What management has said is that all of the final bids came from companies that qualify
under the government’s criteria (i.e., “internationally recognized LNG operators&rdquo. The
identity of the partner is much less important than the financial terms of the partnership
and associated resource selldown. For context, shares are currently trading at
approximately $0.60/Mcf on a 1P basis, which compares to a five-year South Pacific
transaction average that we estimate at around $1.20/Mcf.

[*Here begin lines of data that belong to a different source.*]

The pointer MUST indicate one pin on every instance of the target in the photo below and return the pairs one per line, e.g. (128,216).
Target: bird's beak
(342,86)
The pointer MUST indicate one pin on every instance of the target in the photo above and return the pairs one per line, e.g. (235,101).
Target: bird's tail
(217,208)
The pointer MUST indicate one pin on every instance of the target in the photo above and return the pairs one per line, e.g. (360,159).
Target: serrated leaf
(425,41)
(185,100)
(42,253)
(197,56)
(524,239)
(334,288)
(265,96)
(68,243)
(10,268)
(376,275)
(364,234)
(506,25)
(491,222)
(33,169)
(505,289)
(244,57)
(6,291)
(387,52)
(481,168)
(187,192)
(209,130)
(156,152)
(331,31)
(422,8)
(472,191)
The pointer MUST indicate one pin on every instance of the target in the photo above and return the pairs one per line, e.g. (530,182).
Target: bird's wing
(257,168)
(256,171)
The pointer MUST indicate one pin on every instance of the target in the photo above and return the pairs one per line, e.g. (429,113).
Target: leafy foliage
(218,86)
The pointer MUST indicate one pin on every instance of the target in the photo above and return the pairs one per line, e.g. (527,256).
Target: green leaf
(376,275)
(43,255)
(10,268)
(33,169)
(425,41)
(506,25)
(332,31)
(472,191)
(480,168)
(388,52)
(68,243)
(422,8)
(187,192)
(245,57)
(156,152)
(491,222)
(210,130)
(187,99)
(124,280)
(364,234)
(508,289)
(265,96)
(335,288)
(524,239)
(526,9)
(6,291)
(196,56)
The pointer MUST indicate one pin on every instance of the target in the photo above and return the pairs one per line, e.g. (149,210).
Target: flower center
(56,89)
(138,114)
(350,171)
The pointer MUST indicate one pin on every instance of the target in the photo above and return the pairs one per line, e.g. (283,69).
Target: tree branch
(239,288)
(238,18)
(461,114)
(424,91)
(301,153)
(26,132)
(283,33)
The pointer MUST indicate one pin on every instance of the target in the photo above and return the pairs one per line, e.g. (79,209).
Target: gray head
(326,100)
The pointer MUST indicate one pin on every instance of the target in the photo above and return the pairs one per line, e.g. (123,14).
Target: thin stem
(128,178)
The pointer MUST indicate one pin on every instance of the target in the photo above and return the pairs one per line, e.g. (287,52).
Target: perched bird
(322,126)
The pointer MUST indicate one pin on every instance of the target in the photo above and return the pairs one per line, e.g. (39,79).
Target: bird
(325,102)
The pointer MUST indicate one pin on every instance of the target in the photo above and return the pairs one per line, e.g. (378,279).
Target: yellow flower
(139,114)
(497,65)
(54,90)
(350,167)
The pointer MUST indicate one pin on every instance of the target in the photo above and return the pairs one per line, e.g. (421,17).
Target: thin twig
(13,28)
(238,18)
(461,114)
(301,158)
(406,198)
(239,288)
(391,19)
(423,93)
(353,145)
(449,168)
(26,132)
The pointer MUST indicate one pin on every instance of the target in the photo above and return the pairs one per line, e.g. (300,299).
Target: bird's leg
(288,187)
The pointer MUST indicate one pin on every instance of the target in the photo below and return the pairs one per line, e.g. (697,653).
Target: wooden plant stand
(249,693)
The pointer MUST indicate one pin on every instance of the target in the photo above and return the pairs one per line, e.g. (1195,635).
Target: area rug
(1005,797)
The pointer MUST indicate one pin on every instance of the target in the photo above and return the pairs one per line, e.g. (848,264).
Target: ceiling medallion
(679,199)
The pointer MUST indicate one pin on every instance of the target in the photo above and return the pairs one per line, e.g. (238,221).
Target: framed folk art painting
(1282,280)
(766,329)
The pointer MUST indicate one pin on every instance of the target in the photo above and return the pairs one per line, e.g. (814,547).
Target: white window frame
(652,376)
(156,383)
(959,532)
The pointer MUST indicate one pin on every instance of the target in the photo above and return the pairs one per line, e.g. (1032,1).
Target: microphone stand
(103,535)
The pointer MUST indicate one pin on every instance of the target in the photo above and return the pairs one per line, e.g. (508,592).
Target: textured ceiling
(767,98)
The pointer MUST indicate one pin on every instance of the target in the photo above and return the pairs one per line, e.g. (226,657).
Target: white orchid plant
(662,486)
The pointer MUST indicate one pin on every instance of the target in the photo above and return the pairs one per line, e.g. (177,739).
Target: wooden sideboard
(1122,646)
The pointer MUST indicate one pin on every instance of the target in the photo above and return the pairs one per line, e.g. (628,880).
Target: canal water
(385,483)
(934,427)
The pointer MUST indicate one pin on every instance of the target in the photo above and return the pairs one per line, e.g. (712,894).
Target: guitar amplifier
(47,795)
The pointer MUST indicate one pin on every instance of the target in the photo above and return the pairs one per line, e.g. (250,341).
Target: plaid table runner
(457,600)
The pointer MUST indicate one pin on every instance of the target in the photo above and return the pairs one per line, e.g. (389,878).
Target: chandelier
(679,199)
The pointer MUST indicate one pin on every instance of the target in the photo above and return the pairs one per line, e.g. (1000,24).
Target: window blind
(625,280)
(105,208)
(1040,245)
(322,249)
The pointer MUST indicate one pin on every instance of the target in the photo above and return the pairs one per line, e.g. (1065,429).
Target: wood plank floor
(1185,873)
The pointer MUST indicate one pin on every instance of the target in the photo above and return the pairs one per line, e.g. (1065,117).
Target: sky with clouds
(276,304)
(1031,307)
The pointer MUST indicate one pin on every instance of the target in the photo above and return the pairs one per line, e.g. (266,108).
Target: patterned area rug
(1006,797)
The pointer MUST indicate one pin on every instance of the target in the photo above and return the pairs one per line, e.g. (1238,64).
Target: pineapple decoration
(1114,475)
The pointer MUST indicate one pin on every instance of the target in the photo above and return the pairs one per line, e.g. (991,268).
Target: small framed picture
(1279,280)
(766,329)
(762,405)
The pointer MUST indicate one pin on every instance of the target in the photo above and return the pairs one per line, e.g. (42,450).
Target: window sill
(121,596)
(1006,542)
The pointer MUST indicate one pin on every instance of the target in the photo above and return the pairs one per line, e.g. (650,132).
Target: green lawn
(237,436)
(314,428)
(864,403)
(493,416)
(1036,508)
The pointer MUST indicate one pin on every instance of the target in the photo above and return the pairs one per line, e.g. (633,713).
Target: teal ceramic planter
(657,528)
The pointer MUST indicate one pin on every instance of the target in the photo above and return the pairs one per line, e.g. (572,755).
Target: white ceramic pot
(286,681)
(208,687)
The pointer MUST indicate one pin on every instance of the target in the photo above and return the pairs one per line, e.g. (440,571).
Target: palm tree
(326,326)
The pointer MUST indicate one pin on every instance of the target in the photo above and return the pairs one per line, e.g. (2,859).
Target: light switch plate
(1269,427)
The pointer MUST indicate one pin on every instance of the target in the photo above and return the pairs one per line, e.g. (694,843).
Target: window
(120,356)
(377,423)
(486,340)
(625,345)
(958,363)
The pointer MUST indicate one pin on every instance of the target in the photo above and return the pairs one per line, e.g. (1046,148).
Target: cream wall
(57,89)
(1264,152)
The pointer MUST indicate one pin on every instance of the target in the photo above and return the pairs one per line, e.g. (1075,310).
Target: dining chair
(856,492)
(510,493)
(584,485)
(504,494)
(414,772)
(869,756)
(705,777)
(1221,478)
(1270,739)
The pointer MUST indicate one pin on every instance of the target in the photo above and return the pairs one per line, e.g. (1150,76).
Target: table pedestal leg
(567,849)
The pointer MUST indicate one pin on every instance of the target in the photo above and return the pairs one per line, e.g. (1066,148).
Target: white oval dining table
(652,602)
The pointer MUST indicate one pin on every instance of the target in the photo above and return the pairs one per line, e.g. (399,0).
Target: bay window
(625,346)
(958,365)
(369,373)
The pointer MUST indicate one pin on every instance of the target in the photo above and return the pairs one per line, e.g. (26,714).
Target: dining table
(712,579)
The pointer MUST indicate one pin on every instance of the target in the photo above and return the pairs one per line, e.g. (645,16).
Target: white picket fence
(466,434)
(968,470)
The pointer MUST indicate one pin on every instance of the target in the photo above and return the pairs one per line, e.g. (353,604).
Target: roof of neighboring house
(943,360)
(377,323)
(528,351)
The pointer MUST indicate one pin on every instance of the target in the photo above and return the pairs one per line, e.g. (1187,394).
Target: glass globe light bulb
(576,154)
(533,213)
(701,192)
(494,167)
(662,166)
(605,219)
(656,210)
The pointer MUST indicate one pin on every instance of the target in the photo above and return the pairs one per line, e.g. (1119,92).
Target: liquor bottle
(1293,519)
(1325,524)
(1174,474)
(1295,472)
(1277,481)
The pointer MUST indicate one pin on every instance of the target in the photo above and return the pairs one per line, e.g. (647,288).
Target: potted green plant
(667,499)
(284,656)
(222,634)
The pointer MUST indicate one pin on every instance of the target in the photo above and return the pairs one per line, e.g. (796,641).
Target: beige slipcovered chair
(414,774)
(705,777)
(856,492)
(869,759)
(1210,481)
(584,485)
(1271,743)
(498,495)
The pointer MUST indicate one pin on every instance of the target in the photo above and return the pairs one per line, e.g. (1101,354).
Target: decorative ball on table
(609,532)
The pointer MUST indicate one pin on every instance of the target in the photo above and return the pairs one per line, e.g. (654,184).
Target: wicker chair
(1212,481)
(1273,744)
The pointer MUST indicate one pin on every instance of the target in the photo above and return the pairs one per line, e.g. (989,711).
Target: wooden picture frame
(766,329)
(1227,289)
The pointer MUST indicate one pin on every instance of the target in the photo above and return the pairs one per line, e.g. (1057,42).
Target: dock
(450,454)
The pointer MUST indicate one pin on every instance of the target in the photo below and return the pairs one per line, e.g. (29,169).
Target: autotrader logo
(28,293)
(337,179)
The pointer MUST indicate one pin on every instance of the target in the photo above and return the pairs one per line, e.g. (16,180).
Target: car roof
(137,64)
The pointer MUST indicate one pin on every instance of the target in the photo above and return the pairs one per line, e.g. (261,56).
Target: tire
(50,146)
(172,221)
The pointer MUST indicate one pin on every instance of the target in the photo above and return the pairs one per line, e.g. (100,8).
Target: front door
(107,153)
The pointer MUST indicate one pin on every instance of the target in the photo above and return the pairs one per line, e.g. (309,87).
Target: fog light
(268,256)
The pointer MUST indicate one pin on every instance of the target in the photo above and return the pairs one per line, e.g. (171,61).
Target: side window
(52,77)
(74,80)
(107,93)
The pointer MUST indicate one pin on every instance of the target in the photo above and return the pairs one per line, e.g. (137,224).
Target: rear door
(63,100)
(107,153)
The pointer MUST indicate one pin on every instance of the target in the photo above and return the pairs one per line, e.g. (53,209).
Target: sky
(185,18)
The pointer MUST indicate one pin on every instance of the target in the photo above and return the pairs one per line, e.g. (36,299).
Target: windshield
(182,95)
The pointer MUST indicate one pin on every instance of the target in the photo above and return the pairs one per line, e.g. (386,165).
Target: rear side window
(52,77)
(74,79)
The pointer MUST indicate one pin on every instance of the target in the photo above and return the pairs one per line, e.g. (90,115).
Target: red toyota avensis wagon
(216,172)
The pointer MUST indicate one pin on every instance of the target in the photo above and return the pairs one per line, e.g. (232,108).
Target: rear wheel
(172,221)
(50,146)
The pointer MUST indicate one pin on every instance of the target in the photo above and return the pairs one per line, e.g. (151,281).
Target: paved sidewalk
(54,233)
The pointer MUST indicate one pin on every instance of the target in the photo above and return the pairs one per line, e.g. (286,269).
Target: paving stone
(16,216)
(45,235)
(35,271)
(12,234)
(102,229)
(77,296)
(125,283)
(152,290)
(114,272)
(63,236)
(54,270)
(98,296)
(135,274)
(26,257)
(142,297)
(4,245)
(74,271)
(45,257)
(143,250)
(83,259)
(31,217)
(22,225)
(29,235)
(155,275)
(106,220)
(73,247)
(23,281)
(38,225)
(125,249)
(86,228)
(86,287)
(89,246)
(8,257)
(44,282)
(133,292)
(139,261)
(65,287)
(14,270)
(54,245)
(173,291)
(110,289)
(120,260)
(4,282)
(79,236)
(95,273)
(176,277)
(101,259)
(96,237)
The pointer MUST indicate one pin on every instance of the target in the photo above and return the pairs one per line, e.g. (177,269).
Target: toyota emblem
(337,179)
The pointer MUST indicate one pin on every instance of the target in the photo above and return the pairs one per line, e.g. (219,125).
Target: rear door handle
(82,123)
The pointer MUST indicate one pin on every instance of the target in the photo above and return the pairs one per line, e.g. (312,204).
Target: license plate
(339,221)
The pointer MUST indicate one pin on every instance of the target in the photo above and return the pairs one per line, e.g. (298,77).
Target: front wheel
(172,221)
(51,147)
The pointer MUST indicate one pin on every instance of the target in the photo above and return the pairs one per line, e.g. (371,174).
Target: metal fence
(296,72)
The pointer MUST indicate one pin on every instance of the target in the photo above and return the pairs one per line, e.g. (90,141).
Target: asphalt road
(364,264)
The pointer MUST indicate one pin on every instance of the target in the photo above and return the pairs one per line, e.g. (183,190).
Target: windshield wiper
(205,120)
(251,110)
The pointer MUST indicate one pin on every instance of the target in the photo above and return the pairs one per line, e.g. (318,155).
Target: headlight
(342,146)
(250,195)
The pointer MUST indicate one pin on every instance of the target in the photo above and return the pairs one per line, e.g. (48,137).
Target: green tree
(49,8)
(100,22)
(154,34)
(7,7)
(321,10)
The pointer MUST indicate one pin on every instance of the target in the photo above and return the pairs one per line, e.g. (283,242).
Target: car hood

♦ In the meantime, here is something that is entirely within InterOil’s control: drilling the
next well. CEO Phil Mulacek was quoted in the local media today, saying that the Elk-3
delineation well is on the cusp of spudding. Elk-3, expected to take 90-120 days, will be the
first well in the Elk/Antelope field to drill through the whole reservoir from top of gas to
the bottom reservoir at the water contact and test the lower porosity section. To be sure,
the market is far more focused (and rightly so) on the LNG partnership process than the
concurrent exploration program, but exploration catalysts should not be overlooked.